To enable and configure the IMAP TLS port

Before you begin

Familiarize yourself with the Domino® security model and set up TLS on the Domino® server.

Procedure

  1. From the Domino® Administrator, click the Configuration tab and then open the Server document for the server that runs the IMAP service.
  2. Click the Ports > Internet Ports > Mail tab.
  3. In the Mail (IMAP) column, complete these fields, and then click Save & Close:
    Table 2. IMAP TLS port fields

    Field

    Enter

    TLS port number

    Choose 993 (default) to use the industry standard port for IMAP connections over TLS. You can specify a different port, but 993 works in most situations. When specifying a nonstandard port, make sure the port is not reserved for another service. Port numbers can be any number from 1 to 65535.

    TLS port status

    Choose one:

    • Enabled - Allows IMAP clients to connect to the IMAP service over TLS.
    • Disabled - (default) Prevents client connections over TLS.

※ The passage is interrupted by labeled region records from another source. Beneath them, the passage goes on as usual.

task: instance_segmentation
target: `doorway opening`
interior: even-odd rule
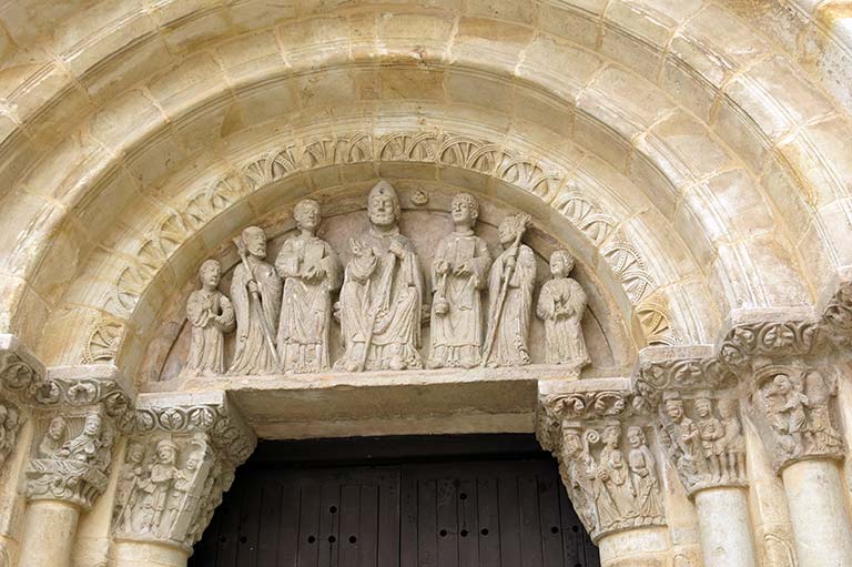
[[[532,435],[262,442],[191,567],[598,567]]]

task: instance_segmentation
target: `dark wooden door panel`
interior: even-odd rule
[[[550,458],[250,463],[191,567],[596,567]]]

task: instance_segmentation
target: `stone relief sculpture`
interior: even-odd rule
[[[27,468],[27,493],[32,499],[61,499],[90,507],[106,487],[114,433],[97,413],[73,417],[82,423],[72,427],[62,416],[54,416],[44,428],[34,457]]]
[[[662,523],[665,510],[660,496],[660,479],[657,476],[657,459],[648,447],[645,431],[639,426],[627,429],[630,453],[630,482],[633,486],[637,517],[647,524]]]
[[[235,241],[241,263],[231,281],[236,313],[236,348],[230,374],[272,374],[281,368],[275,328],[281,314],[282,284],[265,262],[266,234],[258,226],[243,230]]]
[[[184,374],[217,375],[225,372],[225,333],[234,328],[234,307],[219,282],[222,266],[215,260],[201,264],[201,290],[192,292],[186,302],[186,320],[192,325],[190,356]]]
[[[509,215],[499,225],[503,253],[488,274],[488,333],[483,351],[485,366],[523,366],[529,358],[529,317],[536,259],[520,239],[529,215]]]
[[[503,220],[498,227],[503,251],[493,263],[488,244],[475,233],[478,201],[468,193],[455,195],[454,231],[440,239],[430,265],[430,306],[425,305],[417,252],[399,232],[400,203],[388,182],[379,181],[371,190],[369,225],[349,239],[345,266],[334,247],[316,234],[322,217],[317,201],[300,201],[293,216],[298,232],[283,243],[274,265],[266,261],[263,229],[242,231],[234,241],[240,262],[230,296],[217,290],[220,263],[207,260],[201,265],[201,287],[186,301],[190,350],[181,376],[423,368],[420,340],[426,323],[432,327],[429,368],[531,363],[528,342],[536,257],[521,243],[529,215]],[[566,365],[576,374],[589,364],[589,353],[581,328],[587,298],[569,277],[572,267],[567,251],[552,253],[552,279],[540,291],[536,313],[545,326],[546,362]],[[333,361],[335,320],[341,324],[343,354]],[[234,328],[229,364],[225,335]]]
[[[547,362],[568,364],[580,368],[589,364],[589,353],[582,336],[580,320],[586,311],[586,292],[568,277],[574,270],[574,257],[557,250],[550,255],[552,280],[545,282],[538,295],[536,314],[545,322]]]
[[[320,214],[320,203],[313,199],[296,204],[300,233],[284,243],[275,260],[275,270],[284,280],[277,332],[284,372],[302,374],[331,367],[331,293],[341,286],[341,267],[332,246],[316,236]]]
[[[353,257],[341,288],[346,372],[422,368],[423,273],[414,246],[399,233],[399,199],[379,181],[369,192],[369,229],[349,241]]]
[[[568,425],[562,429],[560,473],[577,514],[591,537],[665,522],[656,459],[645,432],[628,429],[628,458],[621,448],[621,426],[602,432]],[[592,447],[601,444],[597,455]]]
[[[732,398],[697,392],[691,415],[673,392],[663,395],[660,441],[688,493],[716,486],[744,486],[746,438]],[[717,417],[718,413],[718,417]]]
[[[205,476],[210,468],[203,441],[161,438],[150,455],[131,444],[116,488],[114,531],[183,541],[203,504],[202,487],[213,482]]]
[[[458,193],[450,205],[455,230],[442,239],[432,263],[432,352],[429,367],[473,368],[480,363],[483,290],[491,255],[474,234],[479,203]]]
[[[775,444],[778,466],[812,455],[840,456],[843,441],[830,403],[836,381],[816,369],[790,368],[763,381],[755,398]]]
[[[0,402],[0,467],[14,448],[20,427],[21,414],[14,404]]]

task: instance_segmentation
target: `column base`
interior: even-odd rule
[[[70,567],[80,508],[61,500],[27,505],[18,567]]]
[[[665,527],[627,529],[598,540],[601,567],[666,567],[669,547]]]

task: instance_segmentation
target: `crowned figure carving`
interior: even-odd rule
[[[265,261],[266,234],[258,226],[243,230],[235,241],[241,263],[231,281],[236,314],[236,347],[230,374],[272,374],[281,369],[275,330],[281,314],[282,283]]]
[[[503,252],[488,274],[488,333],[483,351],[486,366],[523,366],[530,363],[529,324],[536,256],[520,239],[529,225],[527,214],[503,220],[498,232]]]
[[[625,455],[619,423],[597,427],[566,423],[558,454],[562,482],[594,539],[665,523],[657,460],[641,427],[628,429]],[[597,448],[597,446],[600,446]]]
[[[491,255],[474,234],[479,203],[468,193],[453,198],[455,230],[438,243],[432,263],[432,352],[429,367],[473,368],[483,345],[481,293],[488,285]]]
[[[294,217],[298,234],[287,239],[275,260],[284,279],[277,348],[282,369],[301,374],[331,367],[331,294],[341,286],[341,266],[332,246],[316,236],[320,203],[300,201]]]
[[[700,391],[687,405],[679,393],[667,392],[660,424],[660,441],[688,494],[746,486],[746,438],[736,399]]]
[[[71,421],[82,425],[75,435],[62,415],[53,416],[43,431],[27,467],[27,495],[89,508],[106,487],[114,433],[98,411]]]
[[[367,215],[369,229],[349,241],[339,301],[345,352],[335,367],[422,368],[423,273],[414,245],[399,233],[399,199],[388,182],[369,192]]]
[[[565,250],[550,255],[552,279],[545,282],[538,295],[536,314],[545,322],[547,362],[569,365],[579,372],[589,364],[589,353],[582,336],[580,321],[586,311],[586,292],[568,275],[574,270],[574,257]]]
[[[217,290],[222,266],[215,260],[201,264],[201,290],[186,301],[186,320],[192,325],[190,355],[184,374],[219,375],[225,372],[225,333],[234,328],[231,300]]]
[[[831,402],[836,377],[818,368],[772,366],[760,373],[752,403],[771,432],[775,467],[805,458],[841,458],[843,438]]]

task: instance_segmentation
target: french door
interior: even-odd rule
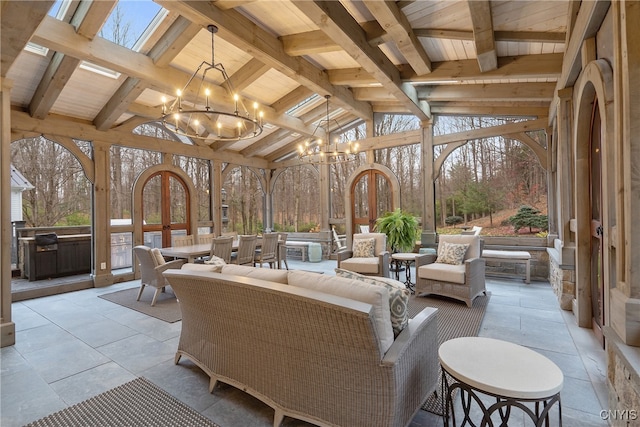
[[[361,225],[373,231],[376,219],[394,209],[391,182],[381,171],[369,169],[361,172],[353,181],[350,191],[354,233],[360,232]]]
[[[149,177],[142,190],[142,232],[153,247],[172,246],[172,236],[189,234],[190,194],[176,174],[160,171]]]
[[[602,138],[598,100],[593,103],[591,119],[591,150],[589,155],[591,202],[591,313],[593,331],[604,346],[604,277],[602,275]]]

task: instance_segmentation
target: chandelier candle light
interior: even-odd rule
[[[331,96],[325,95],[325,98],[327,100],[327,116],[320,120],[311,138],[298,146],[300,160],[305,163],[316,164],[336,164],[353,161],[358,155],[359,144],[357,142],[340,142],[340,137],[336,137],[333,142],[330,140],[331,122],[333,121],[337,126],[334,132],[342,133],[342,127],[337,120],[329,118],[329,98]],[[324,130],[327,138],[326,143],[322,138],[316,136],[319,129]]]
[[[195,139],[239,141],[254,138],[262,133],[263,113],[258,110],[257,102],[253,103],[253,111],[250,112],[234,93],[224,66],[214,61],[213,37],[218,27],[211,24],[207,29],[211,32],[211,62],[202,61],[187,84],[176,91],[176,98],[171,103],[162,97],[162,124],[178,135]],[[209,70],[222,74],[222,85],[233,97],[234,111],[216,109],[211,105],[211,89],[205,80]]]

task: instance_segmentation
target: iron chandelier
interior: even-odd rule
[[[263,113],[258,110],[258,103],[253,104],[250,112],[234,93],[224,66],[214,60],[214,34],[218,27],[210,24],[207,30],[211,33],[211,62],[202,61],[184,87],[176,91],[172,102],[167,103],[167,98],[162,97],[162,124],[178,135],[195,139],[239,141],[257,137],[263,130]],[[209,70],[222,74],[222,86],[233,97],[233,111],[213,105],[210,84],[206,81]]]

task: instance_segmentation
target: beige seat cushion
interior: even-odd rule
[[[328,274],[295,270],[289,270],[289,285],[371,304],[380,340],[380,351],[386,353],[393,344],[389,291],[385,287]]]
[[[182,270],[190,270],[190,271],[212,271],[214,273],[220,273],[222,269],[221,265],[208,265],[208,264],[193,264],[186,263],[182,264]]]
[[[222,267],[221,273],[253,277],[255,279],[267,280],[269,282],[282,283],[284,285],[287,284],[287,270],[257,268],[250,265],[227,264]]]
[[[464,285],[465,265],[433,263],[418,267],[418,277]]]
[[[375,258],[347,258],[340,262],[340,268],[345,270],[355,271],[363,274],[376,274],[380,259]]]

    Authentication options: Client certificate

    If TLS port status is set to Enabled, choose one of the following:

    • Yes - Allows IMAP clients to connect using client certificate authentication.
    • No - (default) Prevents the IMAP service from using client certificate authentication.

    Authentication options: Name & password

    If TLS port status is set to Enabled, choose one of the following:

    • Yes - Allows IMAP clients to use name-and-password authentication when connecting to the IMAP service over TLS.
    • No - (default) Prevents IMAP clients from using name-and-password authentication over TLS.
  4. Restart the IMAP task to put the new settings into effect.